Monopolists and other dominant firms have suffocated their rivals and new entrants through assorted unfair means. Whether through exclusive dealing or predatory pricing, major corporations across the economy have used their market might and financial firepower to stifle the growth of rivals or keep them out entirely. That means fewer opportunities for aspiring entrepreneurs to put their skills, drive, and smarts to good use and develop the next big thing, whether it is in agriculture, energy, or healthcare.

Even in sectors with more independent businesses, many of them are completely dominated by powerful trading partners. In sectors as disparate as fast-food, online retail, and ride-hailing, independent businesses often enjoy little independence in practice. In fast-food, for example, McDonald’s claims its franchisees are independent and markets franchising as an attractive entrepreneurial opportunity. In reality, McDonald’s makes a mockery of independent business proprietorship. It dictates how franchisees do business down to the most minute detail. Its ostensible independent partners, often immigrants and people of color, are effectively its employees, but without the legal rights and protections of employees. This model of corporation domination began in fast food and has spread across much of the American economy.

Antitrust law today thwarts market governance by small and medium-sized enterprises. Thanks to the mechanical prohibition on price-fixing, even small firms cannot come together to set fair prices and reasonable terms of service to ensure market stability.
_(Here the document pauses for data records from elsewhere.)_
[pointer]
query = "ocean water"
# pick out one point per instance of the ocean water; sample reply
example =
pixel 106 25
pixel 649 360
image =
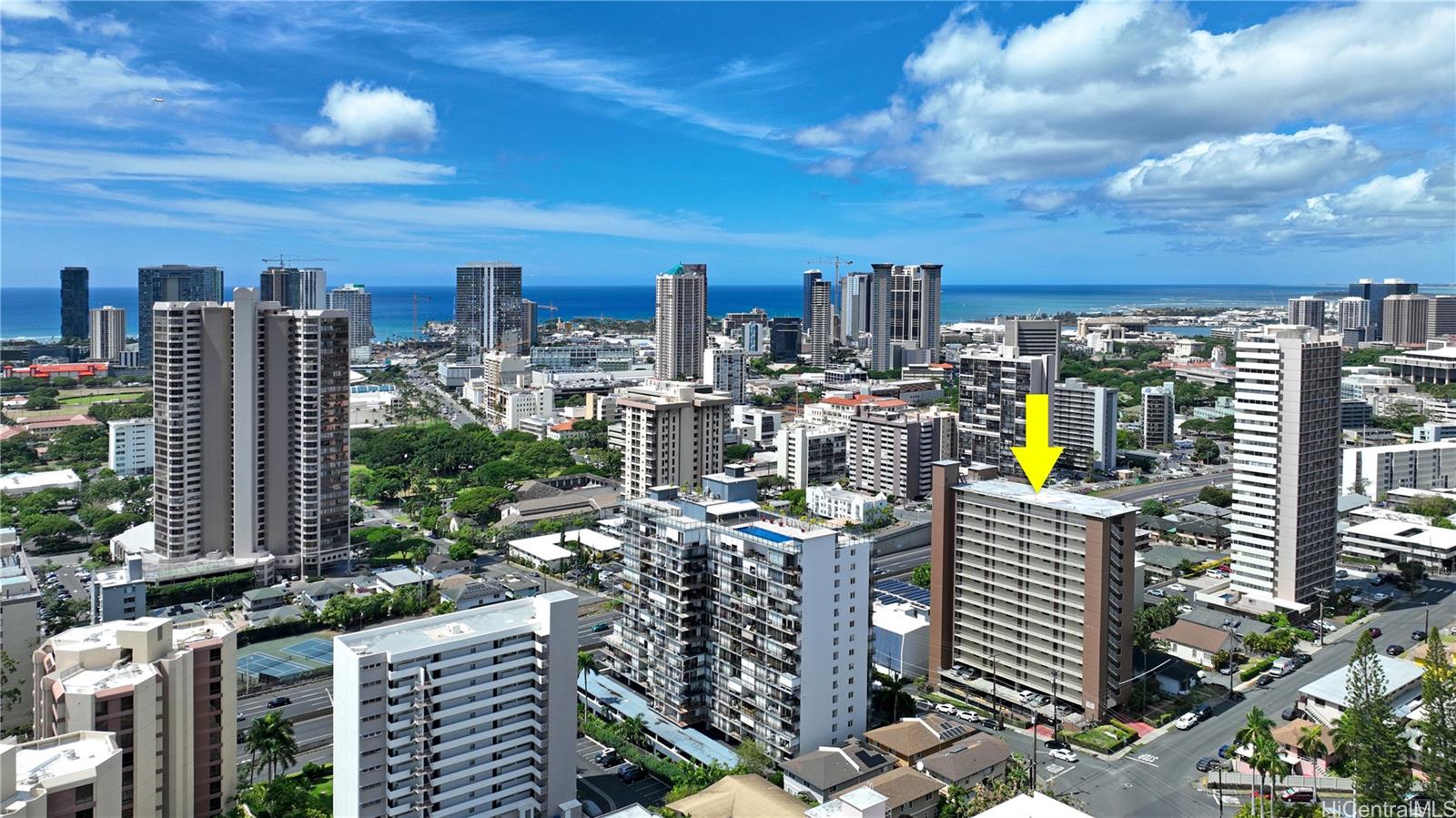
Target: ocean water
pixel 35 312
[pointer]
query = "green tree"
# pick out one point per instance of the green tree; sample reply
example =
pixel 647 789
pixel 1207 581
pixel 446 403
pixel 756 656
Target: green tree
pixel 1439 728
pixel 921 575
pixel 1380 771
pixel 271 744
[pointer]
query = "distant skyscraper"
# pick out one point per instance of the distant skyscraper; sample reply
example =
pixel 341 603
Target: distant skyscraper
pixel 1405 319
pixel 810 277
pixel 1375 293
pixel 488 310
pixel 252 432
pixel 108 334
pixel 682 322
pixel 466 713
pixel 854 306
pixel 171 283
pixel 1286 463
pixel 75 301
pixel 1441 318
pixel 822 329
pixel 905 310
pixel 280 284
pixel 312 288
pixel 1307 310
pixel 1354 319
pixel 359 303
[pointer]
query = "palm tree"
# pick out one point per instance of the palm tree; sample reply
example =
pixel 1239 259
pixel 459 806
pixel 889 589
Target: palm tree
pixel 271 744
pixel 1312 742
pixel 1256 727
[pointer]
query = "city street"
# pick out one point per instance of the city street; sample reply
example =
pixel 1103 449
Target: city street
pixel 1161 782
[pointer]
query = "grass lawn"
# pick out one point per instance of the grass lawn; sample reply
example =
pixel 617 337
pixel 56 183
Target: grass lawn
pixel 89 399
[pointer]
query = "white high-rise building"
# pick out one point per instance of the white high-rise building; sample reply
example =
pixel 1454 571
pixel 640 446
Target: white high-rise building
pixel 1286 463
pixel 313 288
pixel 252 431
pixel 682 322
pixel 1158 415
pixel 169 694
pixel 822 327
pixel 490 312
pixel 727 371
pixel 108 335
pixel 670 434
pixel 459 715
pixel 359 303
pixel 752 623
pixel 1307 310
pixel 128 446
Until recently, federal antitrust enforcers went after businesses for undertaking such market-stabilizing measures contending they represent illegal “collusion.” Markets managed by small and medium-sized enterprises can be far more democratic and publicly accountable than markets controlled by corporate monopolists and oligopolists.

Open Markets has spearheaded the fight to make antitrust law and competition policy instruments for entrepreneurial flourishing. First, we have advocated for strong rules against monopolization and unfair competition through amicus briefs, petitions to federal agencies, and academic and popular writing. Second, Open Markets has also been at the forefront of showing how Chicago School reinterpretations of antitrust law disempowered independent businesses and allowed firms as diverse as Amazon, Subway, and Uber control to control their trading partners through a web of contracts. Through legislation and regulation, competition policy can be remade to promote independent entrepreneurship. Third, we have led the research and advocacy effort for better antitrust enforcement, not simply more enforcement. A program of antitrust targeting independent workers and independent businesses for organizing to build power and govern markets only further disempowers them. The DOJ and FTC should concentrate their enforcement on the powerful, not the powerless. A narrow focus on case metrics ignores the importance of quality enforcement that helps build a fair and democratic economy.